Two person train crew bill passes MN Senate committees

A bill that would require two-person crews aboard Amtrak and most freight trains operating in Minnesota passed out of two Senate committees last week. The safety measure is a top legislative priority of theUnited Transportation Union, which represents about 70,000 workers in North America.

Sen. Ann Rest (DFL-New Hope) introduced the legislation in the Senate, and the measure received bipartisan support in the Judiciary and Transportation committees. But Republican leaders in the House have refused to take up a companion bill introduced by Rep.Frank Hornstein (DFL-Minneapolis).

UTU Minnesota Legislative Director Phillip Qualy said railroads are lobbying hard against the bill, making false claims that crew-level requirements fall under federal law or under the domain of collective-bargaining agreements – and are outside the Legislature’s jurisdiction.

“Unfortunately, the railroads are misleading the Legislature with inaccurate and erroneous information,” Qualy said.

Carriers are playing a dangerous game. The oil boom in North Dakota’s Bakken region has increased freight-rail traffic in Minnesota, which has the eighth-largest rail network in the U.S.

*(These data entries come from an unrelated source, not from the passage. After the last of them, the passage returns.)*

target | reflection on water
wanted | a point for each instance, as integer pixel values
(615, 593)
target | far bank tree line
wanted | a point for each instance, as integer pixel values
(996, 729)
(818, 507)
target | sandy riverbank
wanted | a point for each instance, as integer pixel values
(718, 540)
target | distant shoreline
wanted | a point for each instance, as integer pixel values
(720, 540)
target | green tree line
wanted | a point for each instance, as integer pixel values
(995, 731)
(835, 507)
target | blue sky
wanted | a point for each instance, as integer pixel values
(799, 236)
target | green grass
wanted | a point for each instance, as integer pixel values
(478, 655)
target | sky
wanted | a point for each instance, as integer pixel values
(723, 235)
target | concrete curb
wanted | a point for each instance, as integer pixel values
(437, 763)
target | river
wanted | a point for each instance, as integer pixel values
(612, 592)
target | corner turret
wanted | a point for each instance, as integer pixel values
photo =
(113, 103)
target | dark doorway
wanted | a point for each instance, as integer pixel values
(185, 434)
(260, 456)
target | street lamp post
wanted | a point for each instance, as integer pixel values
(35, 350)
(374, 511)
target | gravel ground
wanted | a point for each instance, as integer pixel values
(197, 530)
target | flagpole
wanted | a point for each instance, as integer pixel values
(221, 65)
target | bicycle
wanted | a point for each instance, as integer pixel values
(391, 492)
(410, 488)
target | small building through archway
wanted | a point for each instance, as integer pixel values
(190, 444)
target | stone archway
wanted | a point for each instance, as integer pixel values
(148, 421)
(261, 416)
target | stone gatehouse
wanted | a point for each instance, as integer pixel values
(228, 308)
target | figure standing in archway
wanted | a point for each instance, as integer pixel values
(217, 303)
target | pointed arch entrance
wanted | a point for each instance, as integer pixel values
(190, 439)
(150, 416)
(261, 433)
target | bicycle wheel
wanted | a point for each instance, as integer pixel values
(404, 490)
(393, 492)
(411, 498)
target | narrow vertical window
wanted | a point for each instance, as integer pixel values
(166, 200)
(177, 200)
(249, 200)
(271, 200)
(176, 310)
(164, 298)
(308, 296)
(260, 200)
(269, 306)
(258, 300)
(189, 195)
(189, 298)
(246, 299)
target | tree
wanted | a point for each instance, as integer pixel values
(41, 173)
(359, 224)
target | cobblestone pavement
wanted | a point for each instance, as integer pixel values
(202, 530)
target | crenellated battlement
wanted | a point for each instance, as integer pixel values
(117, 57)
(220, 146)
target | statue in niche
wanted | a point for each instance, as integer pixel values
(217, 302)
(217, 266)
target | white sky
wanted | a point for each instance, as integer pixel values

The timing is right to take a look at the implications that spike in traffic has on public safety, Rest told the Senate Committee on Transportation March 16.
“We know that not only are the derailments becoming an increased concern, but we also know that the number of cars that are used to transport crude oil have exponentially increased in just the last few years,” Rest said.

In testimony before the committee, Qualy characterized requiring the railroads to maintain two-person crews as a matter of “corporate citizenship.”
“The carriers’ practice to remove more and more persons from the right-of-ways of American railroads endangers the general public,” he said.

How? Nick Katich, a trainman for Canadian National Railway in northern Minnesota, offered an example. Increasingly, he said, CN is instructing train operators in Illinois to block public road crossings – a practice he and 200 other members of UTU Local 1067 don’t want to see spread into Minnesota.

“Our standard operation for decades is to get off the locomotive and separate the train at the crossing and leave it open for public and emergency vehicles … until the train is ready to depart,” Katich said. “If there is only one person on a train, there will be no way we can open a crossing.”

Under the proposed legislation, Class I or II carriers would face fines up to $1,000 for operating a one-person crew in Minnesota, unless the carrier is exempted by federal law. “Our state legislation is not federally preempted and does not contain language that can be construed as a collective-bargaining area,” Qualy said.